JG Julian Gerhäuser

M.Sc. Julian Gerhäuser

  • Postanschrift: Kaiserstr. 12
    Liefer- und Besucheranschrift: Gotthard-Franz-Straße 3
    Geb. 50.31, 4. OG
    D-76131 Karlsruhe

About myself

After graduating from high school, I first completed an apprenticeship as biotechnological assistant in Heidelberg. Afterwards I studied biotechnology at Mannheim University of Applied Sciences. Since 2019, I have been a research assistant at the Institute of Food Process Engineering, working on ice-binding molecules.

Research focus

Ice-binding molecules are able to influence the growth of ice crystals. In particular, they effect the recrystallization process during frozen storage. Due to the rearrangement of water molecules, large ice crystals become increasingly larger and small ice crystals disappear, while the ice content remains constant.

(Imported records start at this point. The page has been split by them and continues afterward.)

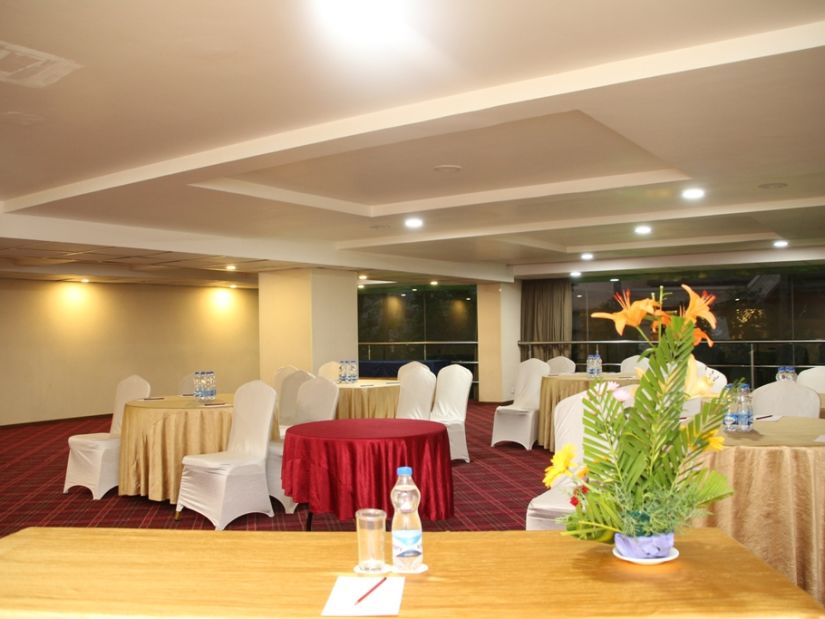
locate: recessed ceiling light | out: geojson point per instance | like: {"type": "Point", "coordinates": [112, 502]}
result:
{"type": "Point", "coordinates": [447, 168]}
{"type": "Point", "coordinates": [693, 193]}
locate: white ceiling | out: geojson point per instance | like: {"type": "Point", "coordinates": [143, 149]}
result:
{"type": "Point", "coordinates": [158, 141]}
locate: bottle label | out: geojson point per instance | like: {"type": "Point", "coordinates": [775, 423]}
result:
{"type": "Point", "coordinates": [406, 544]}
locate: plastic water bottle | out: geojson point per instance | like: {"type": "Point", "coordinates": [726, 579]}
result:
{"type": "Point", "coordinates": [407, 546]}
{"type": "Point", "coordinates": [731, 417]}
{"type": "Point", "coordinates": [744, 409]}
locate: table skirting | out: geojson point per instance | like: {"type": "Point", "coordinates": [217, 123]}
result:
{"type": "Point", "coordinates": [344, 465]}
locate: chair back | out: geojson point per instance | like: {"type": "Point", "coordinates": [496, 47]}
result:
{"type": "Point", "coordinates": [288, 399]}
{"type": "Point", "coordinates": [186, 385]}
{"type": "Point", "coordinates": [329, 370]}
{"type": "Point", "coordinates": [417, 389]}
{"type": "Point", "coordinates": [785, 398]}
{"type": "Point", "coordinates": [408, 367]}
{"type": "Point", "coordinates": [317, 400]}
{"type": "Point", "coordinates": [719, 379]}
{"type": "Point", "coordinates": [252, 419]}
{"type": "Point", "coordinates": [280, 375]}
{"type": "Point", "coordinates": [629, 365]}
{"type": "Point", "coordinates": [561, 365]}
{"type": "Point", "coordinates": [528, 384]}
{"type": "Point", "coordinates": [814, 378]}
{"type": "Point", "coordinates": [133, 387]}
{"type": "Point", "coordinates": [452, 390]}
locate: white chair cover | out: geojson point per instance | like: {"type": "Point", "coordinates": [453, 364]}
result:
{"type": "Point", "coordinates": [629, 365]}
{"type": "Point", "coordinates": [561, 365]}
{"type": "Point", "coordinates": [224, 485]}
{"type": "Point", "coordinates": [329, 370]}
{"type": "Point", "coordinates": [415, 400]}
{"type": "Point", "coordinates": [719, 379]}
{"type": "Point", "coordinates": [518, 422]}
{"type": "Point", "coordinates": [412, 365]}
{"type": "Point", "coordinates": [288, 399]}
{"type": "Point", "coordinates": [452, 390]}
{"type": "Point", "coordinates": [785, 398]}
{"type": "Point", "coordinates": [94, 459]}
{"type": "Point", "coordinates": [814, 378]}
{"type": "Point", "coordinates": [317, 401]}
{"type": "Point", "coordinates": [544, 510]}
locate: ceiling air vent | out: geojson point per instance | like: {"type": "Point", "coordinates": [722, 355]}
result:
{"type": "Point", "coordinates": [29, 67]}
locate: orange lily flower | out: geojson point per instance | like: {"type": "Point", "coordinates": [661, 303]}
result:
{"type": "Point", "coordinates": [699, 306]}
{"type": "Point", "coordinates": [631, 314]}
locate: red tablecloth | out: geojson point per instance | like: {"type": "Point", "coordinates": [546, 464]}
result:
{"type": "Point", "coordinates": [343, 465]}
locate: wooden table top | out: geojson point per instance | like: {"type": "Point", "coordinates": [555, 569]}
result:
{"type": "Point", "coordinates": [62, 572]}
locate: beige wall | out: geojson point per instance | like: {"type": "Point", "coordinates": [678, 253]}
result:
{"type": "Point", "coordinates": [64, 346]}
{"type": "Point", "coordinates": [307, 317]}
{"type": "Point", "coordinates": [499, 319]}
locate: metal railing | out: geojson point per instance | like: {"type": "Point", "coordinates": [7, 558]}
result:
{"type": "Point", "coordinates": [753, 359]}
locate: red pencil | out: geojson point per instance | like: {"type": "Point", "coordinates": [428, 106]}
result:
{"type": "Point", "coordinates": [374, 587]}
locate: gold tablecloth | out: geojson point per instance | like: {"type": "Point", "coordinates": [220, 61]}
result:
{"type": "Point", "coordinates": [557, 387]}
{"type": "Point", "coordinates": [72, 572]}
{"type": "Point", "coordinates": [778, 506]}
{"type": "Point", "coordinates": [155, 436]}
{"type": "Point", "coordinates": [368, 399]}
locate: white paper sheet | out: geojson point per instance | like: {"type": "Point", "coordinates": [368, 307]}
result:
{"type": "Point", "coordinates": [384, 600]}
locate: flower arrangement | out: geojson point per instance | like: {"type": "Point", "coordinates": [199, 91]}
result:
{"type": "Point", "coordinates": [641, 473]}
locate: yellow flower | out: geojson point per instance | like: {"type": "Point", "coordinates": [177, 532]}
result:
{"type": "Point", "coordinates": [560, 465]}
{"type": "Point", "coordinates": [631, 314]}
{"type": "Point", "coordinates": [699, 306]}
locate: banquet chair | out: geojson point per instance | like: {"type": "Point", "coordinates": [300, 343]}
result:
{"type": "Point", "coordinates": [329, 370]}
{"type": "Point", "coordinates": [186, 385]}
{"type": "Point", "coordinates": [719, 379]}
{"type": "Point", "coordinates": [518, 422]}
{"type": "Point", "coordinates": [813, 378]}
{"type": "Point", "coordinates": [561, 365]}
{"type": "Point", "coordinates": [94, 459]}
{"type": "Point", "coordinates": [407, 367]}
{"type": "Point", "coordinates": [227, 484]}
{"type": "Point", "coordinates": [785, 398]}
{"type": "Point", "coordinates": [317, 401]}
{"type": "Point", "coordinates": [415, 399]}
{"type": "Point", "coordinates": [544, 510]}
{"type": "Point", "coordinates": [452, 390]}
{"type": "Point", "coordinates": [629, 365]}
{"type": "Point", "coordinates": [288, 399]}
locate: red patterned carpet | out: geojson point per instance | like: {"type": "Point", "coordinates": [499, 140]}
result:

Therefore, recrystallization is considered one of the main damage mechanisms during frozen storage causing severe damage of sensitive products such as dough, fruit and, in the medical field, cells as well as organs. In the case of ice cream, the coarsening of the ice crystal structure due to recrystallization also leads to an unpleasant mouthfeel when consumed.

The best-known group of ice-binding molecules are ice-binding proteins also known as antifreeze proteins. Meanwhile, these proteins have been found in a wide variety of living organisms. However, the interaction mechanisms between protein and the ice crystal as well as the further development of the ice surface structure are still unclear. This is also true for other ice-binding molecules such as kappa-carrageenan. Although viscosity-independent recrystallization inhibition and a change in ice crystal shape have already been found for kappa-carrageenan, binding to the ice crystal surface has not yet been demonstrated beyond doubt.


Molecular dynamic (MD-) simulations are used to gain insight at the molecular level into the ice binding of these molecules. In this way, ice binding can be verified and molecular groups important for the interaction can be identified. The interactions between the individual atoms are used to calculate the trajectories of motion. In addition to the simulations, the properties of ice-binding molecules are investigated by recrystallization experiments. Furthermore, ice-binding proteins can be efficiently purified by ice affinity chromatographic methods.